IEEE Trans Cybern. 2017 Apr;47(4):920-933. doi: 10.1109/TCYB.2016.2533424. Epub 2016 Mar 14.
This paper proposes a computationally efficient method for traffic sign recognition (TSR). This proposed method consists of two modules: 1) extraction of histogram of oriented gradient variant (HOGv) feature and 2) a single classifier trained by extreme learning machine (ELM) algorithm. The presented HOGv feature keeps a good balance between redundancy and local details such that it can represent distinctive shapes better. The classifier is a single-hidden-layer feedforward network. Based on ELM algorithm, the connection between input and hidden layers realizes the random feature mapping while only the weights between hidden and output layers are trained. As a result, layer-by-layer tuning is not required. Meanwhile, the norm of output weights is included in the cost function. Therefore, the ELM-based classifier can achieve an optimal and generalized solution for multiclass TSR. Furthermore, it can balance the recognition accuracy and computational cost. Three datasets, including the German TSR benchmark dataset, the Belgium traffic sign classification dataset and the revised mapping and assessing the state of traffic infrastructure (revised MASTIF) dataset, are used to evaluate this proposed method. Experimental results have shown that this proposed method obtains not only high recognition accuracy but also extremely high computational efficiency in both training and recognition processes in these three datasets.

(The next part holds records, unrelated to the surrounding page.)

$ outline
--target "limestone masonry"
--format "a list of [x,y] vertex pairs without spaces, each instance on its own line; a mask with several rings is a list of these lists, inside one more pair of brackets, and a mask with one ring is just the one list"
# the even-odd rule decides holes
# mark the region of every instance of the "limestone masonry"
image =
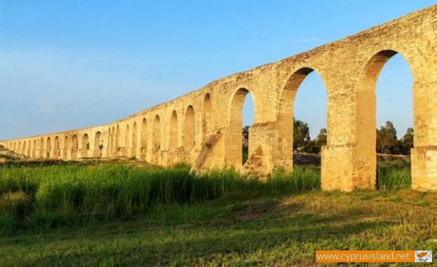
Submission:
[[[327,90],[323,190],[374,188],[375,86],[397,53],[414,82],[412,187],[437,191],[437,5],[280,61],[215,81],[199,90],[109,124],[0,141],[30,158],[134,158],[195,170],[234,167],[268,174],[291,170],[293,107],[305,77],[316,71]],[[249,159],[242,164],[241,112],[255,107]]]

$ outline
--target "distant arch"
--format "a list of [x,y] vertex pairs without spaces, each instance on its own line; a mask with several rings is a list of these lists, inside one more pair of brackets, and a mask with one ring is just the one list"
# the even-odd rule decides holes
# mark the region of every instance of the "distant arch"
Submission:
[[176,150],[178,147],[178,115],[173,110],[170,117],[170,134],[168,140],[168,151],[170,154],[169,161],[170,164],[174,163],[176,157]]
[[27,156],[29,157],[32,157],[32,141],[29,140],[27,141]]
[[[411,64],[403,55],[393,50],[381,50],[375,53],[368,60],[363,68],[361,76],[362,80],[360,83],[361,86],[358,88],[358,95],[360,97],[357,97],[356,100],[356,120],[360,122],[356,125],[355,138],[356,151],[360,153],[357,156],[362,158],[363,162],[366,163],[366,172],[361,174],[363,177],[360,179],[361,183],[357,183],[355,184],[357,188],[374,188],[376,185],[376,133],[375,131],[377,128],[376,83],[384,66],[392,57],[398,54],[402,56],[409,67],[414,81],[415,76]],[[415,91],[414,86],[413,84],[410,86],[411,90],[414,91],[412,101],[413,107],[418,107],[423,104],[419,100],[423,99],[423,96],[420,96],[423,92]],[[402,103],[399,104],[403,104]],[[413,115],[414,131],[413,145],[415,147],[418,143],[427,143],[426,122],[422,118],[426,117],[426,114],[419,113],[420,111],[423,110],[422,109],[413,108],[413,110],[416,112],[415,114],[413,113]],[[412,165],[412,167],[413,166]],[[414,177],[413,178],[414,188]]]
[[141,122],[141,152],[140,158],[145,160],[147,153],[147,121],[143,118]]
[[102,149],[103,139],[101,138],[101,133],[99,131],[96,133],[96,136],[94,138],[94,149],[93,156],[94,158],[101,158]]
[[131,148],[130,144],[131,132],[129,129],[129,125],[126,125],[126,130],[124,134],[124,153],[126,157],[130,156],[129,154],[130,149]]
[[39,158],[44,158],[44,139],[43,137],[39,140]]
[[120,148],[120,126],[118,124],[117,124],[117,126],[116,127],[115,143],[115,144],[114,148],[114,154],[116,156],[118,156],[118,150]]
[[79,148],[79,144],[77,141],[77,135],[73,135],[71,138],[71,159],[76,159],[77,157],[77,150]]
[[47,155],[46,158],[50,159],[51,157],[51,140],[50,139],[50,137],[47,137],[47,150],[46,151],[46,154]]
[[203,101],[203,117],[202,126],[203,129],[202,132],[203,134],[203,140],[206,140],[208,136],[211,134],[211,125],[212,121],[211,113],[212,112],[212,103],[211,100],[211,95],[209,93],[205,95],[205,99]]
[[132,127],[132,156],[134,158],[136,158],[136,142],[137,142],[137,129],[136,122],[134,122],[134,126]]
[[[241,87],[234,93],[229,105],[228,114],[228,129],[226,132],[226,161],[227,163],[237,168],[243,166],[243,105],[246,97],[251,94],[253,100],[255,114],[256,114],[256,99],[248,89]],[[255,118],[256,120],[256,118]],[[252,142],[249,143],[249,151],[251,150]]]
[[[293,168],[293,151],[295,149],[293,147],[294,103],[296,94],[303,80],[308,75],[315,71],[320,77],[323,84],[326,84],[319,72],[312,67],[303,67],[291,74],[281,92],[279,110],[276,115],[279,126],[278,140],[281,142],[277,142],[278,147],[276,150],[281,155],[282,159],[277,160],[276,164],[287,170],[291,170]],[[320,116],[327,117],[326,114]],[[329,136],[330,131],[327,122],[326,126],[327,134]]]
[[32,158],[36,157],[36,139],[34,139],[34,147],[32,148]]
[[55,136],[53,146],[53,158],[54,159],[58,159],[61,156],[61,151],[59,150],[59,138],[57,136],[57,135]]
[[26,142],[25,141],[23,141],[23,153],[22,153],[22,154],[23,155],[24,155],[25,156],[27,156],[28,154],[27,154],[27,153],[26,153],[26,149],[27,148],[26,146]]
[[89,149],[89,141],[87,134],[84,134],[82,136],[82,149],[81,156],[82,158],[88,157],[88,150]]
[[184,148],[189,153],[194,147],[196,136],[196,117],[191,105],[188,106],[185,112],[184,122]]
[[64,159],[67,159],[68,157],[68,150],[70,149],[70,145],[68,142],[68,136],[66,135],[64,138]]
[[152,135],[152,161],[154,163],[159,162],[159,151],[161,150],[161,119],[159,115],[155,116],[153,119],[153,132]]

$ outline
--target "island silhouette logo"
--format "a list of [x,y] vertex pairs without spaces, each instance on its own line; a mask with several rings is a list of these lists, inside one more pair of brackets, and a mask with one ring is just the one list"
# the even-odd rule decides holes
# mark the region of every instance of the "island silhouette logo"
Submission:
[[414,262],[433,262],[433,250],[414,250]]

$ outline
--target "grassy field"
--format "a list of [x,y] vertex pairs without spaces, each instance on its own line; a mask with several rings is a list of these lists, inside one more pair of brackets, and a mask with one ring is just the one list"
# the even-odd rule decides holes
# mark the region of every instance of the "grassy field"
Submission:
[[436,194],[400,189],[404,169],[380,166],[380,190],[346,193],[320,192],[307,168],[262,183],[184,166],[3,166],[0,265],[308,265],[316,250],[437,249]]

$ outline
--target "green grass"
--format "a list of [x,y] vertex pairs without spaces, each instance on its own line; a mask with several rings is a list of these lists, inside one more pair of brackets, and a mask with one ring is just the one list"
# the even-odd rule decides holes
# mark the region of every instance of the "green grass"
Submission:
[[140,167],[111,163],[0,167],[0,233],[128,220],[158,206],[196,204],[233,192],[251,195],[317,190],[309,169],[277,172],[267,182],[232,169],[199,175],[189,167]]
[[[191,175],[116,163],[0,167],[0,266],[308,265],[316,250],[437,250],[437,197],[380,166],[379,191],[319,172]],[[383,186],[383,185],[384,185]]]
[[400,161],[381,163],[376,169],[376,188],[397,190],[411,187],[411,171],[409,163]]
[[[390,200],[398,197],[403,200]],[[317,250],[435,250],[436,200],[435,194],[409,190],[235,193],[162,206],[129,221],[5,237],[0,260],[2,266],[289,266],[314,264]],[[430,204],[414,205],[423,201]]]

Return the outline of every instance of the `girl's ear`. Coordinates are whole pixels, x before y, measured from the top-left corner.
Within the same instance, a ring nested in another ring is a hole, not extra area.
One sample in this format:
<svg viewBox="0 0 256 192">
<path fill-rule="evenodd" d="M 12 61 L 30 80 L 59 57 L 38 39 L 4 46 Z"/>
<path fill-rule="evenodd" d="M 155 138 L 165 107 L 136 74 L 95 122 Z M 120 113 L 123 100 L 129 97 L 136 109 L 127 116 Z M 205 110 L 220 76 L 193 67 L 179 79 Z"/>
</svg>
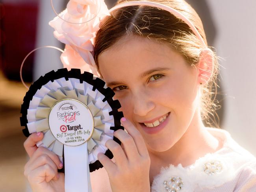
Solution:
<svg viewBox="0 0 256 192">
<path fill-rule="evenodd" d="M 203 49 L 200 54 L 197 65 L 198 84 L 206 84 L 210 79 L 213 71 L 213 54 L 209 48 Z"/>
</svg>

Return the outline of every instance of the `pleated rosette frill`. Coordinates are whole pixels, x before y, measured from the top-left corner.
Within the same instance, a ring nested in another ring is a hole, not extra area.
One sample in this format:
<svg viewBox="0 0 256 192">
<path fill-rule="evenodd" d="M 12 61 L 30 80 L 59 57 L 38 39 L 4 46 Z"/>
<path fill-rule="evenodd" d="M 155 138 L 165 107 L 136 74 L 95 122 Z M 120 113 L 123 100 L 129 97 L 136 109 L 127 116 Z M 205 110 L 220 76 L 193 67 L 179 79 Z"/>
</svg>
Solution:
<svg viewBox="0 0 256 192">
<path fill-rule="evenodd" d="M 78 69 L 52 71 L 35 81 L 24 97 L 20 117 L 21 125 L 26 127 L 22 130 L 23 133 L 28 137 L 33 133 L 43 132 L 43 138 L 37 146 L 47 148 L 56 154 L 64 163 L 60 170 L 64 172 L 63 144 L 56 139 L 50 129 L 49 114 L 53 107 L 60 101 L 71 99 L 80 102 L 87 107 L 93 118 L 93 131 L 86 141 L 90 172 L 98 169 L 103 167 L 97 160 L 98 153 L 103 153 L 110 159 L 113 157 L 105 146 L 106 141 L 113 139 L 121 144 L 113 136 L 113 133 L 118 129 L 124 129 L 120 121 L 123 115 L 118 111 L 121 105 L 118 100 L 113 100 L 114 94 L 103 81 L 90 73 L 81 74 Z"/>
</svg>

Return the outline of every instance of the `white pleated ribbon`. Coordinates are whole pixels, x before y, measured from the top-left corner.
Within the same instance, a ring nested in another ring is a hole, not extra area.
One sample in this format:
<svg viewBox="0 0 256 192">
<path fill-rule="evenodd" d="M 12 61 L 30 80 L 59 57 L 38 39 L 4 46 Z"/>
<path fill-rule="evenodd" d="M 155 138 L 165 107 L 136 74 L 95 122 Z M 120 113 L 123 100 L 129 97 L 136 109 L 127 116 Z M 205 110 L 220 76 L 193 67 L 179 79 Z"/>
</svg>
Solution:
<svg viewBox="0 0 256 192">
<path fill-rule="evenodd" d="M 75 78 L 50 81 L 37 91 L 28 109 L 29 133 L 44 134 L 37 146 L 52 151 L 62 162 L 64 151 L 66 192 L 91 191 L 89 165 L 98 153 L 106 153 L 106 141 L 113 138 L 112 109 L 93 88 Z"/>
</svg>

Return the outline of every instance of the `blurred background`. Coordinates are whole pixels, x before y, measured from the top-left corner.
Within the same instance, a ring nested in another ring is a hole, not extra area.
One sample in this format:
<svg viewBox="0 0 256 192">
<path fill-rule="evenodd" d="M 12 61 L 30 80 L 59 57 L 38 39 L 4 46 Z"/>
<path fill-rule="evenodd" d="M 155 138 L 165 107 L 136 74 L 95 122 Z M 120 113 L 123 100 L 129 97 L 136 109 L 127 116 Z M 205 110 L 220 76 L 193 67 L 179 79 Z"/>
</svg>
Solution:
<svg viewBox="0 0 256 192">
<path fill-rule="evenodd" d="M 242 146 L 256 155 L 256 96 L 254 57 L 256 1 L 187 0 L 201 17 L 210 46 L 220 61 L 217 111 L 219 125 Z M 53 0 L 60 13 L 68 2 Z M 105 0 L 110 8 L 114 0 Z M 0 187 L 3 192 L 30 191 L 23 176 L 27 157 L 23 147 L 20 105 L 27 89 L 19 69 L 33 49 L 64 46 L 53 36 L 48 22 L 55 17 L 50 0 L 0 0 Z M 26 60 L 23 77 L 30 85 L 40 76 L 61 68 L 60 52 L 43 49 Z"/>
</svg>

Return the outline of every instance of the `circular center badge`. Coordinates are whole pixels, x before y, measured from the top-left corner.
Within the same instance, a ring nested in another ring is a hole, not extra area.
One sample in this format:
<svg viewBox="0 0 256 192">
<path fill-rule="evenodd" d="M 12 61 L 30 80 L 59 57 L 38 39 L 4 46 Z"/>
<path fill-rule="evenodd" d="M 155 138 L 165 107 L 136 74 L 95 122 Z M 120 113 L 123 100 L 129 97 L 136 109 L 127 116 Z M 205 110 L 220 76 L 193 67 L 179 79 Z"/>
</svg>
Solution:
<svg viewBox="0 0 256 192">
<path fill-rule="evenodd" d="M 52 107 L 49 126 L 59 141 L 66 145 L 76 146 L 90 138 L 94 122 L 85 105 L 77 100 L 67 99 L 59 101 Z"/>
</svg>

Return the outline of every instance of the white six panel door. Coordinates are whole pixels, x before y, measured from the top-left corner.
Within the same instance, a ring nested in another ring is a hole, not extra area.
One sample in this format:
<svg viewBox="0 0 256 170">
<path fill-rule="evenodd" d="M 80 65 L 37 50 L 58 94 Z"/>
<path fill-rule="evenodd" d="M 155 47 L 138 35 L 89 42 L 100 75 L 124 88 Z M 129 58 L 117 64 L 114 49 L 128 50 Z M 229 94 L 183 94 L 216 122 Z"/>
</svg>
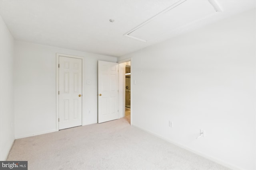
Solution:
<svg viewBox="0 0 256 170">
<path fill-rule="evenodd" d="M 59 58 L 59 129 L 82 125 L 82 59 Z"/>
<path fill-rule="evenodd" d="M 118 118 L 118 63 L 98 61 L 98 123 Z"/>
</svg>

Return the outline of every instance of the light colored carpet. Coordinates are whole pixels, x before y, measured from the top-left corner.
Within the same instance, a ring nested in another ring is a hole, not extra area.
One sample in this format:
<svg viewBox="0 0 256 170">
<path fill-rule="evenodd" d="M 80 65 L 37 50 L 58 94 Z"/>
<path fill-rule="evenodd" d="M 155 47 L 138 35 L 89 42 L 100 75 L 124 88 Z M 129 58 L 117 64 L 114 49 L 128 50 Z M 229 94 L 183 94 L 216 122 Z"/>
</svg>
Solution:
<svg viewBox="0 0 256 170">
<path fill-rule="evenodd" d="M 7 160 L 29 170 L 228 170 L 136 127 L 124 117 L 15 140 Z"/>
</svg>

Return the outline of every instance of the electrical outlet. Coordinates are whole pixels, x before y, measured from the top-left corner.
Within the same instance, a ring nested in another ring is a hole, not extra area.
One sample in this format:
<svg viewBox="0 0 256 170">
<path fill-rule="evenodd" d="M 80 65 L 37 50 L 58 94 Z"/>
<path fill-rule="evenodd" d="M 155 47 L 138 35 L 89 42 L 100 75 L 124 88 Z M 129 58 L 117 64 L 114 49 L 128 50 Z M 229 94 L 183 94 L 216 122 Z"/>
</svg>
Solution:
<svg viewBox="0 0 256 170">
<path fill-rule="evenodd" d="M 200 129 L 200 135 L 203 137 L 205 137 L 205 131 Z"/>
<path fill-rule="evenodd" d="M 86 82 L 86 84 L 90 84 L 92 83 L 92 81 L 91 81 L 90 80 L 87 80 L 87 81 Z"/>
<path fill-rule="evenodd" d="M 171 127 L 173 127 L 173 122 L 170 120 L 169 121 L 169 126 Z"/>
</svg>

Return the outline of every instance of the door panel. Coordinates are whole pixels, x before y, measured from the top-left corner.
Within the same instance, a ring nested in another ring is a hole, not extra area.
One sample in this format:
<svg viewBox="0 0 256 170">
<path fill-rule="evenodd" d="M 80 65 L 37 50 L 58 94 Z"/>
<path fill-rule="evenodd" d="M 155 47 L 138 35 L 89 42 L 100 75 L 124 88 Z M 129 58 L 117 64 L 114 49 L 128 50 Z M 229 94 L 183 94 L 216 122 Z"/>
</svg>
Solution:
<svg viewBox="0 0 256 170">
<path fill-rule="evenodd" d="M 98 123 L 118 118 L 118 63 L 98 61 Z"/>
<path fill-rule="evenodd" d="M 82 125 L 82 59 L 59 58 L 59 129 Z"/>
</svg>

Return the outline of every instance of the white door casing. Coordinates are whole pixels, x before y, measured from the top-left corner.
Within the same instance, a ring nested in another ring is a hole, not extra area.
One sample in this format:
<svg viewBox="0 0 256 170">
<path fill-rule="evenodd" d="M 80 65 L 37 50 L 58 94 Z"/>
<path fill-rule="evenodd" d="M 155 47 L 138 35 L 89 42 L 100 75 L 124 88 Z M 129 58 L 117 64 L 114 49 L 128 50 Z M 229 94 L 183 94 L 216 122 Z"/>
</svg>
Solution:
<svg viewBox="0 0 256 170">
<path fill-rule="evenodd" d="M 98 61 L 98 123 L 118 119 L 118 64 Z"/>
<path fill-rule="evenodd" d="M 59 129 L 82 125 L 82 59 L 59 56 Z"/>
</svg>

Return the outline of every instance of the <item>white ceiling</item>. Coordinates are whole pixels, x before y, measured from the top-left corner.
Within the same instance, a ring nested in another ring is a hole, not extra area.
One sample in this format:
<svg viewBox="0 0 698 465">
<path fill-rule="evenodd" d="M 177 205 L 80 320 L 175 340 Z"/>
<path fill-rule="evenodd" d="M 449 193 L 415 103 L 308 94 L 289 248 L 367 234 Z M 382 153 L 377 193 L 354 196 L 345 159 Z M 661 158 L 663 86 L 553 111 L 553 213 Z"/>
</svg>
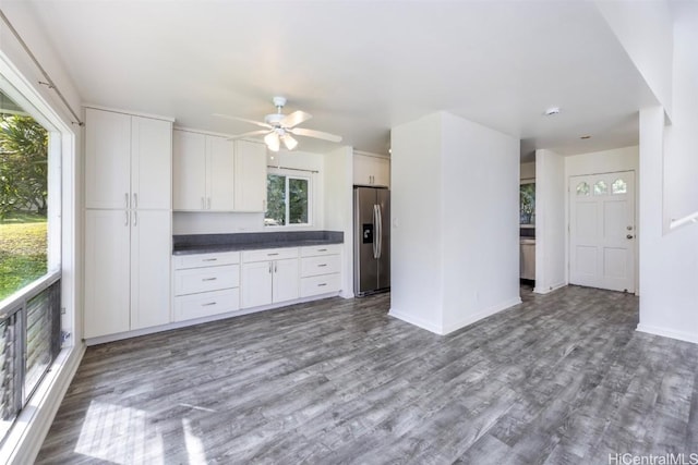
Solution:
<svg viewBox="0 0 698 465">
<path fill-rule="evenodd" d="M 359 150 L 386 154 L 392 126 L 444 110 L 524 155 L 576 154 L 636 144 L 657 102 L 589 1 L 32 3 L 85 102 L 219 133 L 256 127 L 212 113 L 260 120 L 282 95 Z"/>
</svg>

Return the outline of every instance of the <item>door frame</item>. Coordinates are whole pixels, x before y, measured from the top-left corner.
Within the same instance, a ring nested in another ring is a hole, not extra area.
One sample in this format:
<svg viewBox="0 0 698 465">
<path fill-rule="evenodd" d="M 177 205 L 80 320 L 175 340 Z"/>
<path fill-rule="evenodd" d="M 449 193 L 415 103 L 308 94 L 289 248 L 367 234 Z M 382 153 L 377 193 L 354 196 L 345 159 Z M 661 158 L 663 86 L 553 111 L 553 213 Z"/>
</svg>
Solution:
<svg viewBox="0 0 698 465">
<path fill-rule="evenodd" d="M 565 280 L 567 281 L 567 283 L 569 284 L 570 281 L 570 276 L 571 276 L 571 201 L 574 199 L 574 196 L 571 194 L 571 179 L 573 178 L 578 178 L 578 176 L 593 176 L 593 175 L 601 175 L 601 174 L 614 174 L 614 173 L 627 173 L 627 172 L 631 172 L 633 176 L 634 176 L 634 188 L 635 188 L 635 241 L 631 247 L 633 254 L 634 254 L 634 279 L 635 279 L 635 295 L 639 296 L 639 289 L 640 289 L 640 274 L 639 274 L 639 235 L 640 235 L 640 229 L 639 229 L 639 203 L 640 203 L 640 198 L 639 198 L 639 176 L 638 176 L 638 170 L 637 168 L 627 168 L 627 169 L 617 169 L 617 170 L 610 170 L 610 171 L 592 171 L 589 173 L 565 173 L 565 184 L 566 184 L 566 189 L 565 189 L 565 195 L 567 196 L 567 201 L 565 203 L 565 221 L 567 223 L 567 231 L 565 233 L 565 262 L 566 262 L 566 267 L 565 267 Z"/>
</svg>

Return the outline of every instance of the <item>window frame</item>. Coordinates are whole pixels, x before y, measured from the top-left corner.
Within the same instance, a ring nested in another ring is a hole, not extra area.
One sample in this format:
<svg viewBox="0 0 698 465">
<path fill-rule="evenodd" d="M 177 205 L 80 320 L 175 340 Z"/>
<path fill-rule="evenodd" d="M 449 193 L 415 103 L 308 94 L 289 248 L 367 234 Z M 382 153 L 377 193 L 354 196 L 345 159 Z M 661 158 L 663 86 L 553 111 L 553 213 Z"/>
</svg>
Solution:
<svg viewBox="0 0 698 465">
<path fill-rule="evenodd" d="M 266 224 L 266 211 L 264 212 L 265 224 L 264 228 L 269 229 L 298 229 L 298 228 L 312 228 L 314 224 L 313 204 L 314 196 L 314 183 L 312 172 L 303 172 L 305 170 L 289 170 L 284 168 L 269 168 L 267 170 L 267 183 L 269 175 L 284 176 L 285 180 L 285 224 Z M 290 204 L 289 204 L 289 180 L 301 180 L 308 182 L 308 222 L 305 223 L 290 223 Z M 267 191 L 268 195 L 268 191 Z M 269 201 L 267 200 L 267 209 Z"/>
</svg>

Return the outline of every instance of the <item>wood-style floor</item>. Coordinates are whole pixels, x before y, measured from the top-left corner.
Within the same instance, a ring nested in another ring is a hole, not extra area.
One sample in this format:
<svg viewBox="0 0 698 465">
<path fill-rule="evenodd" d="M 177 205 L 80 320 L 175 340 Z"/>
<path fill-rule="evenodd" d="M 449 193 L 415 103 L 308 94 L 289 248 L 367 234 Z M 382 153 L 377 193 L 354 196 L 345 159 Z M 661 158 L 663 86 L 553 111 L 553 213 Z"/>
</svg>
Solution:
<svg viewBox="0 0 698 465">
<path fill-rule="evenodd" d="M 447 336 L 330 298 L 91 347 L 40 464 L 609 464 L 698 453 L 698 345 L 569 286 Z M 686 455 L 688 460 L 688 455 Z"/>
</svg>

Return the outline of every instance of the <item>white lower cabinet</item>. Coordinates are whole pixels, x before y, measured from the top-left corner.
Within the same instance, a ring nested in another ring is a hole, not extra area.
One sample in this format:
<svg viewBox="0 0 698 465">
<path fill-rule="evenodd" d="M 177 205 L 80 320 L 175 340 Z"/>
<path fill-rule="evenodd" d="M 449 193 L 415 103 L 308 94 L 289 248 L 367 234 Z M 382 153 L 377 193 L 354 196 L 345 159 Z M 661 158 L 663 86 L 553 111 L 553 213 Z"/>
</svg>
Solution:
<svg viewBox="0 0 698 465">
<path fill-rule="evenodd" d="M 242 308 L 299 297 L 298 247 L 242 253 Z"/>
<path fill-rule="evenodd" d="M 301 247 L 301 297 L 341 289 L 341 245 Z"/>
<path fill-rule="evenodd" d="M 174 268 L 174 321 L 240 309 L 240 253 L 178 255 Z"/>
</svg>

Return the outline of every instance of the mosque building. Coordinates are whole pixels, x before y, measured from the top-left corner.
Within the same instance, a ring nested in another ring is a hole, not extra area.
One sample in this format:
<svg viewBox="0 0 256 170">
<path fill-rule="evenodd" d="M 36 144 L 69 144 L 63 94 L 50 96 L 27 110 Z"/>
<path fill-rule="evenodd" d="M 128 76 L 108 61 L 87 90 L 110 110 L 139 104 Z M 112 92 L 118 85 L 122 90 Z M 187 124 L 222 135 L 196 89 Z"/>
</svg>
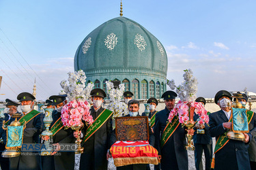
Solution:
<svg viewBox="0 0 256 170">
<path fill-rule="evenodd" d="M 134 99 L 160 99 L 166 90 L 167 56 L 160 41 L 135 21 L 122 16 L 106 21 L 79 46 L 74 70 L 87 82 L 106 91 L 106 82 L 117 80 Z"/>
</svg>

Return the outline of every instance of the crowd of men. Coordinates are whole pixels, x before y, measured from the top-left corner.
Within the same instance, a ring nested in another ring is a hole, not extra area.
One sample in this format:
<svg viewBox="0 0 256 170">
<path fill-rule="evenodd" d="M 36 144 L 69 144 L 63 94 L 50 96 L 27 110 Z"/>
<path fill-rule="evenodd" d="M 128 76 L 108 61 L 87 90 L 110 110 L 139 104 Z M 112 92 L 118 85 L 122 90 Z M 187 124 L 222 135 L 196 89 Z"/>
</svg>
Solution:
<svg viewBox="0 0 256 170">
<path fill-rule="evenodd" d="M 104 114 L 110 114 L 111 112 L 102 107 L 105 92 L 100 88 L 95 88 L 91 92 L 93 105 L 90 109 L 91 115 L 94 120 L 102 118 Z M 214 101 L 220 107 L 220 110 L 214 113 L 208 113 L 210 117 L 209 124 L 204 127 L 195 127 L 194 129 L 186 129 L 181 124 L 171 125 L 176 126 L 171 133 L 167 133 L 167 118 L 170 111 L 175 105 L 177 94 L 171 90 L 166 91 L 162 95 L 165 108 L 157 112 L 158 100 L 150 98 L 147 100 L 150 103 L 149 114 L 139 113 L 140 103 L 132 99 L 133 94 L 130 92 L 124 93 L 124 102 L 128 105 L 129 114 L 124 116 L 148 116 L 150 125 L 149 128 L 149 143 L 156 148 L 158 152 L 158 160 L 160 163 L 154 166 L 155 169 L 188 169 L 188 152 L 184 146 L 186 144 L 186 135 L 194 135 L 195 160 L 197 169 L 203 169 L 202 153 L 204 152 L 205 157 L 205 169 L 211 169 L 212 157 L 215 157 L 215 169 L 256 169 L 256 118 L 255 114 L 251 115 L 248 120 L 249 132 L 244 133 L 245 141 L 227 139 L 221 148 L 212 152 L 212 137 L 217 140 L 220 137 L 226 137 L 225 134 L 232 128 L 230 118 L 232 117 L 231 103 L 231 95 L 226 90 L 218 92 Z M 13 114 L 17 113 L 17 107 L 20 105 L 22 113 L 20 116 L 29 117 L 26 120 L 26 128 L 23 133 L 23 143 L 40 143 L 40 135 L 44 129 L 42 122 L 44 115 L 33 109 L 35 97 L 29 92 L 22 92 L 17 97 L 20 103 L 10 99 L 6 99 L 6 107 L 10 108 L 8 114 L 5 114 L 3 118 L 8 124 L 14 120 Z M 240 99 L 242 105 L 246 105 L 248 97 L 244 94 L 242 99 Z M 199 97 L 197 102 L 201 103 L 204 106 L 205 99 Z M 61 143 L 74 143 L 76 137 L 81 135 L 83 139 L 84 152 L 81 155 L 80 169 L 107 169 L 108 158 L 111 157 L 109 152 L 111 146 L 115 142 L 116 137 L 113 129 L 112 116 L 105 116 L 103 122 L 93 131 L 89 136 L 87 135 L 87 131 L 90 128 L 84 123 L 85 126 L 81 131 L 74 132 L 71 129 L 65 129 L 62 126 L 57 126 L 61 123 L 61 112 L 64 105 L 67 103 L 66 96 L 54 95 L 46 100 L 47 107 L 55 108 L 53 112 L 53 122 L 51 129 L 58 128 L 53 134 L 53 143 L 56 149 L 52 156 L 41 156 L 40 154 L 23 154 L 10 158 L 1 158 L 1 169 L 74 169 L 74 152 L 61 152 L 58 154 L 59 146 Z M 198 116 L 195 114 L 194 120 Z M 2 122 L 1 120 L 1 122 Z M 2 124 L 1 124 L 1 126 Z M 204 134 L 197 133 L 197 129 L 203 129 Z M 170 132 L 170 131 L 168 131 Z M 165 135 L 164 135 L 165 134 Z M 169 134 L 169 135 L 168 135 Z M 0 145 L 1 151 L 4 150 L 6 144 L 6 131 L 0 129 L 2 142 Z M 167 136 L 166 135 L 167 135 Z M 164 137 L 165 136 L 165 137 Z M 166 136 L 167 137 L 167 138 Z M 42 139 L 48 139 L 49 137 L 44 137 Z M 164 142 L 163 142 L 164 141 Z M 130 165 L 118 167 L 117 169 L 149 169 L 148 165 Z"/>
</svg>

本文提出了一种用于交通标志识别(TSR)的计算高效方法。该方法由两个模块组成:1)提取方向梯度直方图变体(HOGv)特征,2)由极端学习机(ELM)算法训练的单个分类器。所提出的 HOGv 特征在冗余和局部细节之间保持良好的平衡,从而可以更好地表示独特的形状。分类器是一个单隐藏层前馈网络。基于 ELM 算法,输入和隐藏层之间的连接实现了随机特征映射,而仅训练隐藏层和输出层之间的权重。因此,不需要逐层调整。同时,输出权重的范数包含在代价函数中。因此,基于 ELM 的分类器可以为多类 TSR 实现最优和通用的解决方案。此外,它可以平衡识别准确性和计算成本。本文使用三个数据集,包括德国 TSR 基准数据集、比利时交通标志分类数据集和修订的映射和评估交通基础设施状态(修订的 MASTIF)数据集,来评估所提出的方法。实验结果表明,所提出的方法不仅在这三个数据集的训练和识别过程中获得了很高的识别准确率,而且还具有极高的计算效率。